I’m using Linux Mint 22 on a Dell Precision 7750, 64GB ram, 1TB Kingfisher base drive (host), and a 2TB Crucial NVME SSD. mounted in one of the four option bays. I use this for storage and execution of a VMWare VM. Twice in the past two weeks the laptop battery has shutdown unexpectedly. Both times the NVME card (VM was in use at the time) was corrupted beyond recovery. This is costing me a lot of time, frustration, and data loss. I have to re-install the raw VM and proceed through the entire process of upgrading and re-installing software on the VM. Is there some way to reduce this issue? Thanks.
I am also a Mint 22 user. The problem is that your system hasn"t the time to react to the shutdown. Its your BIOS that is reacting to the loss of power. Memory is always vulnerable when power spikes and outages occur. I would suggest to take your computer to a battery store and have a new one installed. Or if you are handy and can extract your current battery, order or shop a new battery. Knowing that you battery is bad, keep it plugged in always when operating. If its failing when plugged in, its past the time to wait.
Just my opinion.
In addition to what @Paul has suggested, you might install this power manager applet in order to monitor the power levels of both your battery and your plugged-in supply.
I recently reloaded a Zorin instance on someone’s machine due to corruption from just this issue. Luckily all of her data was intact, the ssd simply became unbootable.

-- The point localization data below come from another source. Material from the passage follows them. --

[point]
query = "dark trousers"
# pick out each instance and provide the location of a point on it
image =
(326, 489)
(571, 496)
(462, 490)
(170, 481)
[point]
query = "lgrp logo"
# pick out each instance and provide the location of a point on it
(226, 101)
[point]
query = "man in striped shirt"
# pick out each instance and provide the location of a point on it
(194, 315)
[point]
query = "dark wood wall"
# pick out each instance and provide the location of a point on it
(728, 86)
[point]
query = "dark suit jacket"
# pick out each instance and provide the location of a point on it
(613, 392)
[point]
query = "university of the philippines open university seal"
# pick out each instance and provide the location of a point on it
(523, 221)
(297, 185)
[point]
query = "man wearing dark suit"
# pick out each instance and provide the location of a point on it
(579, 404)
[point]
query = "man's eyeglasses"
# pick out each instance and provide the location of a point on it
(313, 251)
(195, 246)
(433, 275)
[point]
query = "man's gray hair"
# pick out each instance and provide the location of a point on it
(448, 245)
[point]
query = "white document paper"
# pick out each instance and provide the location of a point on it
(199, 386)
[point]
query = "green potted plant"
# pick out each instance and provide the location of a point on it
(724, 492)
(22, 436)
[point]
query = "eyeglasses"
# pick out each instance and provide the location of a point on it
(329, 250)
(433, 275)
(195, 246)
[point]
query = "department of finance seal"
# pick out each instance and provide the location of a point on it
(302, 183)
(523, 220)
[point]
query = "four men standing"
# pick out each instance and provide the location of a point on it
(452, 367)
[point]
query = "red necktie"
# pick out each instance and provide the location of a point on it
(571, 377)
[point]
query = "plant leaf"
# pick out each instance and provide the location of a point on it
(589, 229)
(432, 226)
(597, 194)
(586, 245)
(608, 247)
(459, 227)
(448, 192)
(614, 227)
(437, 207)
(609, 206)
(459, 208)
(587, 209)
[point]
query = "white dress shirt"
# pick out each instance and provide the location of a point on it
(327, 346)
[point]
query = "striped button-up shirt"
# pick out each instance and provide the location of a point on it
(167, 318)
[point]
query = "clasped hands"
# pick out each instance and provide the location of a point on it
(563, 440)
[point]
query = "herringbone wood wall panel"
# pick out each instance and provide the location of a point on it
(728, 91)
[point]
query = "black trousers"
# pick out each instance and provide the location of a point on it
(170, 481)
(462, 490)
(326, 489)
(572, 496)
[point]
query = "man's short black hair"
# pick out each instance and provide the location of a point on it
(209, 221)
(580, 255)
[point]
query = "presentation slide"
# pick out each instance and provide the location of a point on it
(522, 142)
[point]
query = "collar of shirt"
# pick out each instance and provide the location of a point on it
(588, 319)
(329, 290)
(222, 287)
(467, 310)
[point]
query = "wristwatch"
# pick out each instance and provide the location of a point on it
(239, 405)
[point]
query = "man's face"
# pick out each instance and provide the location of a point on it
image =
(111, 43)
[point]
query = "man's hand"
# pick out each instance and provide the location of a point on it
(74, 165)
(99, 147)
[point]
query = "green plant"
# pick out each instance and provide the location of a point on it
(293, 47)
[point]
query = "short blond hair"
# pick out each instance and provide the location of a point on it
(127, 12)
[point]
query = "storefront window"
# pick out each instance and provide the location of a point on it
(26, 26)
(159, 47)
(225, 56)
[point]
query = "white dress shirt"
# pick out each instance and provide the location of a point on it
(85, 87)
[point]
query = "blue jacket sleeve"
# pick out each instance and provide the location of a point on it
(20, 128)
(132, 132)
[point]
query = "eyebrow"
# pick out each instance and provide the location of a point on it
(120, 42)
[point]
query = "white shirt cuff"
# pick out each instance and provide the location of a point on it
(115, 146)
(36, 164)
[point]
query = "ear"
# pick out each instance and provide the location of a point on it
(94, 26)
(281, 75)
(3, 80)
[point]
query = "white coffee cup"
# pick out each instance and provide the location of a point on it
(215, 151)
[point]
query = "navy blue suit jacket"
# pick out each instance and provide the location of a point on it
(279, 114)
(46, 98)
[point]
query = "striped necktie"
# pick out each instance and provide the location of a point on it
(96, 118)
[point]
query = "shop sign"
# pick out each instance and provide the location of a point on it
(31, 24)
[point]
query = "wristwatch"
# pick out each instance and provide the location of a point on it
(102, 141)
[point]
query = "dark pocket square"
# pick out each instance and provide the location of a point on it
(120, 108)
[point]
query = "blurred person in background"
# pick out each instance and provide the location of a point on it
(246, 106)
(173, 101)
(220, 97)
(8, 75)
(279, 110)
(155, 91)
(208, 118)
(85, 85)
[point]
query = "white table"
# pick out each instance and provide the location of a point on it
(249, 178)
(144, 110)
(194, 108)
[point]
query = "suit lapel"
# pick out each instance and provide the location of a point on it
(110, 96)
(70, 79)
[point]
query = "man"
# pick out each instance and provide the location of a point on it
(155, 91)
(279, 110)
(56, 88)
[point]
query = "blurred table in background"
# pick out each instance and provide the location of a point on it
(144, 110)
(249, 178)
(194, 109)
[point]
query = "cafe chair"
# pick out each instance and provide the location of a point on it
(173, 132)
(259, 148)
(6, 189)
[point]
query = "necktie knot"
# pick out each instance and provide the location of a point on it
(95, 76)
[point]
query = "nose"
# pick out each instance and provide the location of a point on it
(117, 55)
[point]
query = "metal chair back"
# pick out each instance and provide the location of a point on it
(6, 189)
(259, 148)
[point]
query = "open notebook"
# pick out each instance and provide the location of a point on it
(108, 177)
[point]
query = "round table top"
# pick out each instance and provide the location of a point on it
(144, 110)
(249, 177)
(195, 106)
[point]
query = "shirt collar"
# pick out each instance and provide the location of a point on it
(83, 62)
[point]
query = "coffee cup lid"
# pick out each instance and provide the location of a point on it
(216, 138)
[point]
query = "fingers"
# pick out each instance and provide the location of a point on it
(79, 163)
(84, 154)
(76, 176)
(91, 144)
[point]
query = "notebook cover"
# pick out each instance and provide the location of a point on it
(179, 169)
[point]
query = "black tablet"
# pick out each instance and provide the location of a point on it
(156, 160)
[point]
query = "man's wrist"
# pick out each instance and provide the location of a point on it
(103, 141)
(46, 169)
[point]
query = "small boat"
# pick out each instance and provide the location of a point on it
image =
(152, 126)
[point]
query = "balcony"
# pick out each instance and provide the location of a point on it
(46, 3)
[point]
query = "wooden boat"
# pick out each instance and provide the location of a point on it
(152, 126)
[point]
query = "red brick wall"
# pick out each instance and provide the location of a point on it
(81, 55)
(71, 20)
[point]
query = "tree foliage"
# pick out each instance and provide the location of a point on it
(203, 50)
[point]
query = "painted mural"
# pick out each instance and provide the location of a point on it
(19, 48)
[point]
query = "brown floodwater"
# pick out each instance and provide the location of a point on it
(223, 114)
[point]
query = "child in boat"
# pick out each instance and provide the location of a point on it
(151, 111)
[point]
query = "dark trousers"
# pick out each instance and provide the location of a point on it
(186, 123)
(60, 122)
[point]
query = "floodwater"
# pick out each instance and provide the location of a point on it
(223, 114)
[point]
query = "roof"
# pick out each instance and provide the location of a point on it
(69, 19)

I booted from a usb stick, copied data to another external usb device, reinstalled the OS and restored the data. I was not able to simply reinstall grub & carry on, which has been successful in the past for borked boot block issues.
Losing power can be a serious PITA.
Is your battery at its end of life?
(Later) We just took the dog for a walk and I was thinking about this.

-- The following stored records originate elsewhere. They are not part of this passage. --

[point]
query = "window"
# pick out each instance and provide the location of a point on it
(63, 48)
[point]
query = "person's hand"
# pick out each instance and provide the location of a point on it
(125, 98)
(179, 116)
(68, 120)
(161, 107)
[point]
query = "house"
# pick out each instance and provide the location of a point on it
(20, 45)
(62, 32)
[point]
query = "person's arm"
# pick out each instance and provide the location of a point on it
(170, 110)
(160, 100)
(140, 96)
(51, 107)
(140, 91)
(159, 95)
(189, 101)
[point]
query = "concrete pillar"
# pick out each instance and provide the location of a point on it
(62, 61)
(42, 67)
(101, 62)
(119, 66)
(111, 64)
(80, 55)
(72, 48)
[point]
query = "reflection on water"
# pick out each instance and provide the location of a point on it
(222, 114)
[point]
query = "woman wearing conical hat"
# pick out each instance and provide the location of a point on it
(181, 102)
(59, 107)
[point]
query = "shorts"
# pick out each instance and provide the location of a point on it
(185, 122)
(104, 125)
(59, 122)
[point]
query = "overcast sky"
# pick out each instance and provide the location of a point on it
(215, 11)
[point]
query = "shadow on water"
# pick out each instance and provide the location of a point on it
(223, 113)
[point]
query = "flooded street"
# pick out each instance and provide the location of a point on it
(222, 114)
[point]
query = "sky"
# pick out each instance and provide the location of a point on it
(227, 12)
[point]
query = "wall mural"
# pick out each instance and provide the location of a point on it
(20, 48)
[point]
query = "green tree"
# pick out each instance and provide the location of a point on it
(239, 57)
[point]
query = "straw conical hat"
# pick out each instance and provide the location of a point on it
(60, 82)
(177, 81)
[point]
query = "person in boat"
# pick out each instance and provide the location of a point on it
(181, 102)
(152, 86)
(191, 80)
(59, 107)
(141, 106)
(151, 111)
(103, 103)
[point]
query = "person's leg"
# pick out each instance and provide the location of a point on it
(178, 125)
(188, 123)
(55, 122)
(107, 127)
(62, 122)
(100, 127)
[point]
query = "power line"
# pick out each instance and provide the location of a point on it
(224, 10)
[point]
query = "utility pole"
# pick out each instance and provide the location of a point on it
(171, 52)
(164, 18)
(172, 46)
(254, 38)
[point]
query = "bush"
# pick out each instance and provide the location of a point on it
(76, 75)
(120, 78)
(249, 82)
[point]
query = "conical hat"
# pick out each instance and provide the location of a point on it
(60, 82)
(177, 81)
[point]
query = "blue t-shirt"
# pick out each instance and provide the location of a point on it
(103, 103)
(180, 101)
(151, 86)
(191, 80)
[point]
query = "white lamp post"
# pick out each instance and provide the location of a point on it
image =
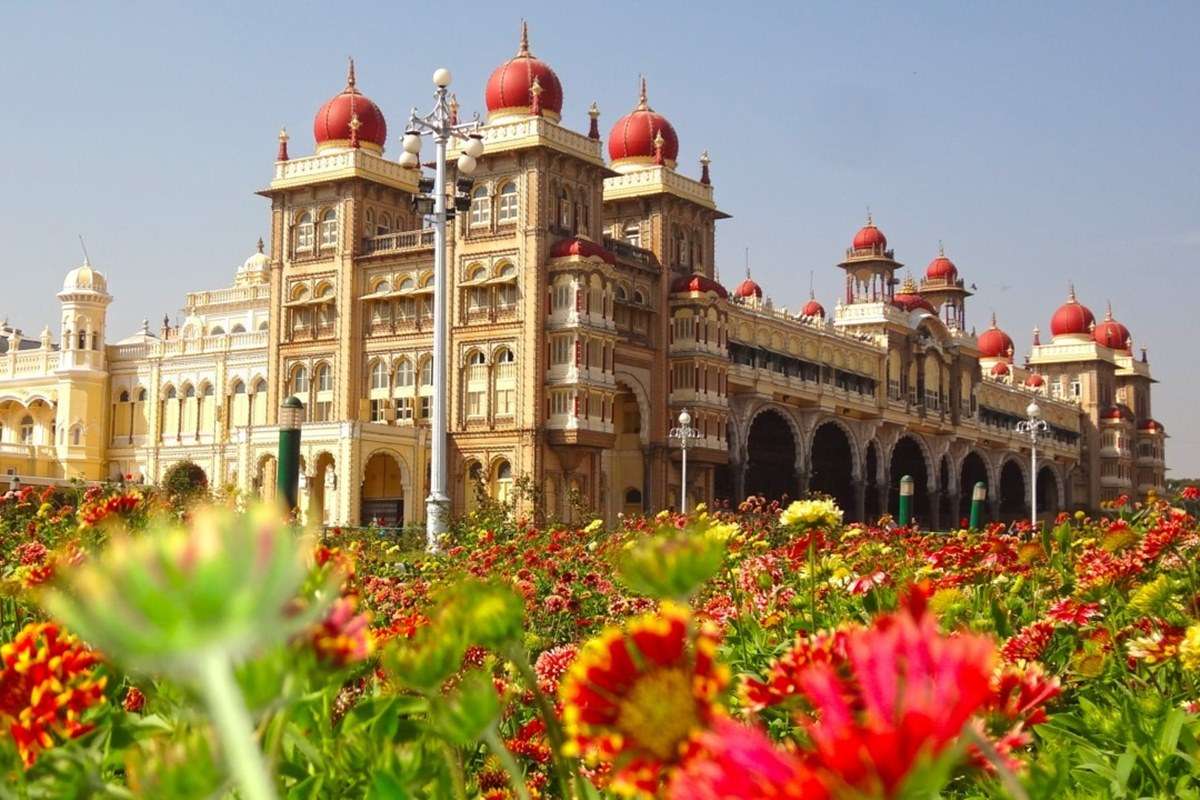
(441, 125)
(687, 435)
(1033, 427)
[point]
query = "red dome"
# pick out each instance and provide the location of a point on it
(697, 282)
(994, 343)
(510, 88)
(631, 139)
(942, 269)
(748, 288)
(581, 248)
(870, 238)
(1113, 334)
(334, 125)
(1072, 318)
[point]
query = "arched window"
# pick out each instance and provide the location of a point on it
(299, 380)
(304, 233)
(480, 206)
(405, 373)
(328, 228)
(378, 376)
(508, 208)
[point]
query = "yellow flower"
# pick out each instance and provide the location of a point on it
(1189, 649)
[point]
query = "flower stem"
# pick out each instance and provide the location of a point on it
(233, 725)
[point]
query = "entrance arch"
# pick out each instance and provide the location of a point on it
(383, 491)
(909, 458)
(771, 457)
(973, 470)
(833, 465)
(1012, 492)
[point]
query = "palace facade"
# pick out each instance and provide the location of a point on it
(585, 314)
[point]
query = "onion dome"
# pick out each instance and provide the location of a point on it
(1072, 318)
(349, 120)
(994, 343)
(642, 137)
(941, 268)
(909, 299)
(580, 247)
(1113, 334)
(697, 282)
(869, 236)
(523, 85)
(84, 278)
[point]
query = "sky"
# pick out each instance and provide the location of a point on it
(1042, 143)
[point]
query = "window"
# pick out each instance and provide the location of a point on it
(508, 210)
(304, 232)
(328, 228)
(378, 376)
(299, 380)
(480, 206)
(405, 373)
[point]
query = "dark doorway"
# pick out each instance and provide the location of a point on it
(771, 456)
(833, 467)
(907, 458)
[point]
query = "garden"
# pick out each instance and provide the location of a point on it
(163, 643)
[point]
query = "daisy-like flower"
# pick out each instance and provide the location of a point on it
(732, 761)
(635, 697)
(46, 686)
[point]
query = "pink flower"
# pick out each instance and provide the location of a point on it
(738, 763)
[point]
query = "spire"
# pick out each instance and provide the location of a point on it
(594, 126)
(523, 49)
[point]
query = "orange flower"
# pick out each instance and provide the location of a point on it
(636, 697)
(46, 686)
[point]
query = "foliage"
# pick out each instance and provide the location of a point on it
(757, 653)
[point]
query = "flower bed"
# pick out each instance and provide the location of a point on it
(765, 653)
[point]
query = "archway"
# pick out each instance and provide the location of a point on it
(771, 457)
(833, 464)
(1012, 492)
(907, 458)
(973, 470)
(1048, 493)
(873, 482)
(383, 491)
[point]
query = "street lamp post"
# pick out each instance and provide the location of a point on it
(287, 476)
(1033, 427)
(687, 435)
(441, 125)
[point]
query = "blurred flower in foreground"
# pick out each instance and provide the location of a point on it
(735, 762)
(46, 686)
(635, 697)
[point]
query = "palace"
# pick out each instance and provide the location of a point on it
(585, 314)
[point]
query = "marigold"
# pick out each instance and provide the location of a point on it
(635, 697)
(47, 684)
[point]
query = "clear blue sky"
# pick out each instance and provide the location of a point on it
(1042, 142)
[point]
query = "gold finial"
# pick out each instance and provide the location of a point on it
(523, 49)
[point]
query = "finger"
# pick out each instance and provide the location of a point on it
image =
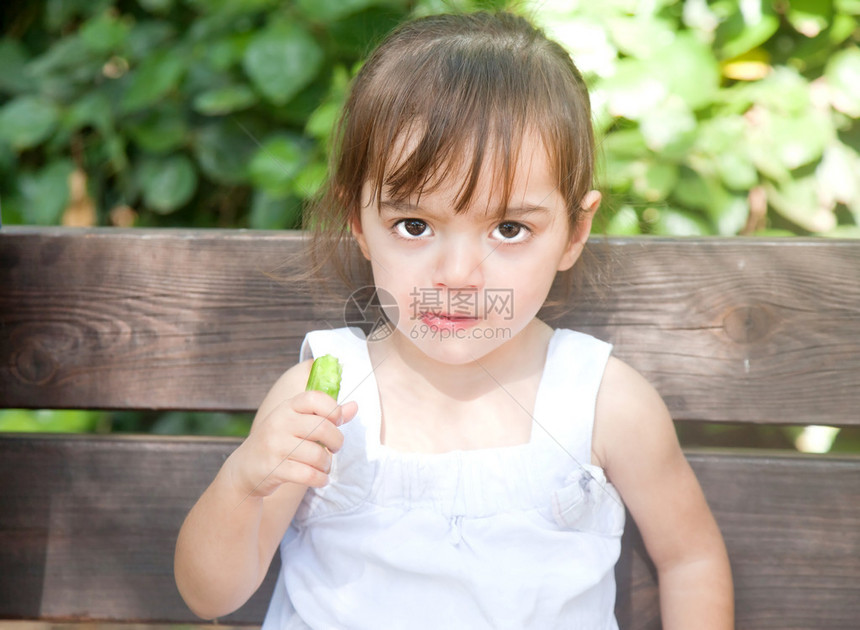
(348, 411)
(315, 402)
(316, 429)
(291, 471)
(311, 454)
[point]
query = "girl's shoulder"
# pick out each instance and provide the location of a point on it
(629, 410)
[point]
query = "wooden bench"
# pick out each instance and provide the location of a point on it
(729, 331)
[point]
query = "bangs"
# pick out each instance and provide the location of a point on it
(449, 107)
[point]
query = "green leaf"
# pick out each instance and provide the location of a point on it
(794, 141)
(686, 57)
(676, 222)
(147, 37)
(225, 100)
(838, 174)
(46, 193)
(281, 61)
(843, 76)
(653, 181)
(167, 184)
(310, 180)
(156, 6)
(27, 121)
(735, 36)
(736, 169)
(276, 164)
(326, 11)
(60, 13)
(223, 150)
(13, 59)
(640, 36)
(48, 421)
(160, 130)
(105, 32)
(798, 201)
(632, 91)
(671, 125)
(810, 17)
(92, 109)
(274, 213)
(625, 222)
(154, 79)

The Power Mangement app on our systems used to have options in the UI for taking some action when the battery reached a certain percent of charge. Used to as it’s not there now.
However - there are a couple of ways to work around this. One being the upower service which runs on both mint and zorin & modifying /etc/UPower/UPower.conf, the second being a simple shell script which starts at boot time and runs continuously in the background, checking the battery percentage every 2 minutes and shutting the system down if the battery reaches a defined percentage - the example in the script at this link is 11 percent.
Check this: power management - How do I set the computer to suspend when battery is critically low? - Ask Ubuntu
Scroll down to this text and start reading:
Edit /etc/UPower/UPower.conf and set
There are 2 example scripts there, at first blush both look like they would address the issue.